By its decision of 23 August 2018 the Federal Labor Court (docket number 2 AZR 133/18) facilitated video surveillance at the workplace. Legally and openly created recordings do not have to be deleted by the employer within a few days. According to the Federal Labor Court, they can be evaluated several months later.
Under data protection law employers are in principle entitled to use video cameras to publicly monitor accessible sales areas in order to protect themselves against criminal offences. The purpose of such video surveillance does not have to be exclusively to prevent crimes committed by customers. Rather, the employer can also pursue the purpose of protecting himself from criminal offences committed by employees. In such cases, video surveillance must be disclosed or made visible, usually by information signs. In addition, the employer must delete the video material as soon as possible. Section 4 para. 5 of the Federal Data Protection Act (Bundesdatenschutzgesetz, BDSG) states that data shall be deleted immediately if it is no longer necessary to achieve the purpose or if legitimate interests of the parties concerned are affected.
In the particular case, the plaintiff worked in a small shop with open video surveillance installed by the defendant. According to the defendant, a shortage of tobacco products was found in the third quarter of 2016. A random analysis of the video recordings conducted in August 2016 had shown that the plaintiff had not deposited the funds collected on two days in February 2016 in the cash register. Therefore, the defendant terminated the employment relationship for good cause. The affected employee succeeded before the local labor court with her claim for wrongful dismissal. Also the Labor Court of Appeal in Hamm (docket number 2 Sa 192/17) ruled that the findings from the video surveillance were subject to a prohibition on exploitation due to Section 4 para. 5 of the BDSG, as the defendant should have deleted the video sequences immediately, in any case at least before 1 August 2016.

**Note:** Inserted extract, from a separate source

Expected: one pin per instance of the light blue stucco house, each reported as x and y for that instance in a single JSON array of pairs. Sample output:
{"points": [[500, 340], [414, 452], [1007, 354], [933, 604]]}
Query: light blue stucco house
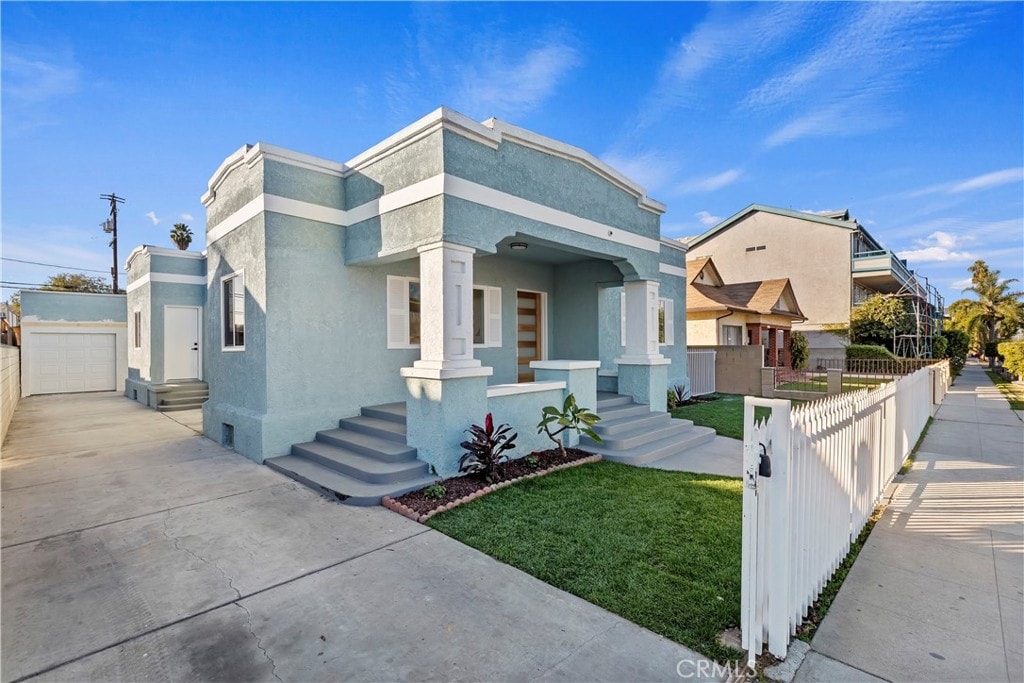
{"points": [[453, 269]]}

The Federal Labor Court surprisingly overruled the decision and made quite a turnaround compared to earlier decisions with similar situations where usually, as a rule of thumb, material was to be deleted after the expiration of 1-2 days due to the legal principle of data economy.
According to the Federal Labor Court, the storage of video sequences from a legitimate open video surveillance showing intentional actions of an employee to the detriment of the employer’s property is allowed, as long as punishment for the breach of duty is possible under employment law. In particular, the defendant was not obliged to analyze the surveillance material immediately. He was allowed to wait until he saw a valid reason to do so. The analysis of the video material conducted approximately six months after the recording did not conflict with Section 4 para. 5 of the Federal Data Protection Act and therefore did also not conflict with the general right of privacy of the employee protected by Article 2 para.1 in conjunction with Article 1 para. 1 of the German Constitutional Law (Grundgesetz, GG).